Abstract

Summary: MetPA (Metabolomics Pathway Analysis) is a user-friendly, web-based tool dedicated to the analysis and visualization of metabolomic data within the biological context of metabolic pathways. MetPA combines several advanced pathway enrichment analysis procedures along with the analysis of pathway topological characteristics to help identify the most relevant metabolic pathways involved in a given metabolomic study. The results are presented in a Google-map style network visualization system that supports intuitive and interactive data exploration through point-and-click, dragging and lossless zooming. Additional features include a comprehensive compound library for metabolite name conversion, automatic generation of analysis report, as well as the implementation of various univariate statistical procedures that can be accessed when users click on any metabolite node on a pathway map. MetPA currently enables analysis and visualization of 874 metabolic pathways, covering 11 common model organisms.

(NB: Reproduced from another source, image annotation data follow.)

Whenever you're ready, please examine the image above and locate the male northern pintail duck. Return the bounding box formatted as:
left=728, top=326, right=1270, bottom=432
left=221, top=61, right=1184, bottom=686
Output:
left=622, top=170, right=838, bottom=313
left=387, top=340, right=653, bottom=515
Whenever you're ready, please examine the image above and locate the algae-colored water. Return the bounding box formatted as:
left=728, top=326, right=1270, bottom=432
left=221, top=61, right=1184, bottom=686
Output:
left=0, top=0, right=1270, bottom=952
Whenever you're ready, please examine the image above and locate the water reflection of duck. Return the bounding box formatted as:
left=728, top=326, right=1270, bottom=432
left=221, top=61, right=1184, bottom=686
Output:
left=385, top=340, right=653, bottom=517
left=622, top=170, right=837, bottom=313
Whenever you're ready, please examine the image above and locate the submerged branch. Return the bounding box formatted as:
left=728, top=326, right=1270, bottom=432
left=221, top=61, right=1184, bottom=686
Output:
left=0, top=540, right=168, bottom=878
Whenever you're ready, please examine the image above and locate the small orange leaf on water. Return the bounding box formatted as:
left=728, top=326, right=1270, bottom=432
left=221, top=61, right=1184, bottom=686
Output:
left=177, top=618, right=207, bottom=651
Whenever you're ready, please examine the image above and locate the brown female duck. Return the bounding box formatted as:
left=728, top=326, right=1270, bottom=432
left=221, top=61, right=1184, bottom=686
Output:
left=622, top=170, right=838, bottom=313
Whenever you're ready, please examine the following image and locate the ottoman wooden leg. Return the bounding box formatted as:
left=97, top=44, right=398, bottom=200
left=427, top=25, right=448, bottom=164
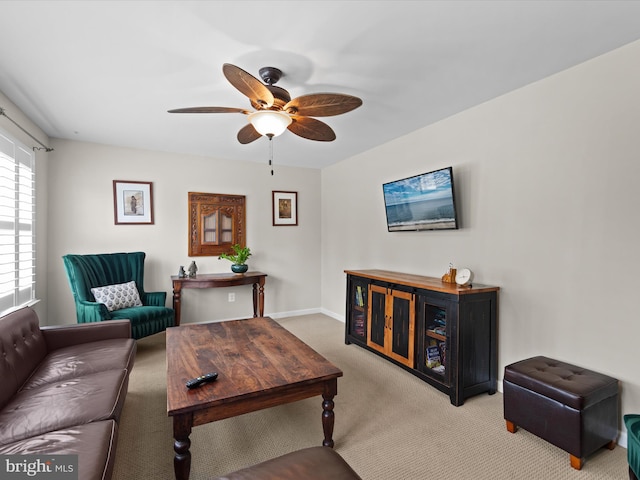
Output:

Availability: Freely available at http://metpa.metabolomics.ca

Contact:david.wishart@ualberta.ca

1 INTRODUCTION

Over the past decade, pathway analysis has emerged as an invaluable aid to understanding the data generated from various ‘omics’ technologies. As a result, a number of robust software tools have been developed to support pathway analysis for genomics and proteomics studies. These tools combine powerful statistical analysis with visualization capacities to help researchers identify significant pathways involved in the conditions under study. The first pathway analysis tools were typically designed to take a list of differentially expressed genes (or gene products) and compare the number of differentially expressed genes detected in each pathway of interest with the number of genes expected to be found in the given pathway just by chance—a procedure known as over representation analysis (Draghici et al., 2003; Khatri et al., 2002). Second-generation pathway analysis tools typically use normalized gene expression data to calculate the expression of biological pathways in association with phenotypes—a procedure generally known as gene set enrichment analysis (GSEA) (Goeman et al., 2004; Hummel et al., 2008; Subramanian et al., 2005). More recent tools consider both the significance of gene expression changes and their topological characteristics in order to better evaluate their impact on the pathways of interest (Draghici et al., 2007; Glaab et al., 2010; Tarca et al., 2009). To date, essentially all pathway analysis tools have been designed and developed for the analysis of genomic or proteomic data, but not metabolomic data. Here, we wish to introduce MetPA (Metabolomics Pathway Analysis), a dedicated pathway analysis and visualization tool to facilitate the use of these relatively new and powerful methods in metabolomic studies.

2 METHODS

2.1 Pathway analysis

Pathway analyses in MetPA are conducted through three routes. Pathway enrichment analysis supports both over-representation analysis as well as GSEA-based approaches. The available algorithms include Fishers' exact test, the hypergeometric test, global test (Goeman et al., 2004) and GlobalAncova (Hummel et al., 2008). MetPA's pathway topological analysis is based on the centrality measures of a metabolite in a given metabolic network. Centrality is a local quantitative measure of the position of a node relative to the other nodes, and is often used to estimate a node's relative importance or role in network organization (Aittokallio and Schwikowski, 2006). Since metabolic networks are directed graphs, MetPA uses relative betweenness centrality and out degree centrality measures to calculate compound importance. The pathway impact is calculated as the sum of the importance measures of the matched metabolites normalized by the sum of the importance measures of all metabolites in each pathway. Finally, MetPA provides a number of univariate analyses performed at the compound level to provide a more detailed view of the distribution of individual metabolite concentrations with regard to phenotypes. They include the t-test, one-way analysis of variance (ANOVA), and linear regression.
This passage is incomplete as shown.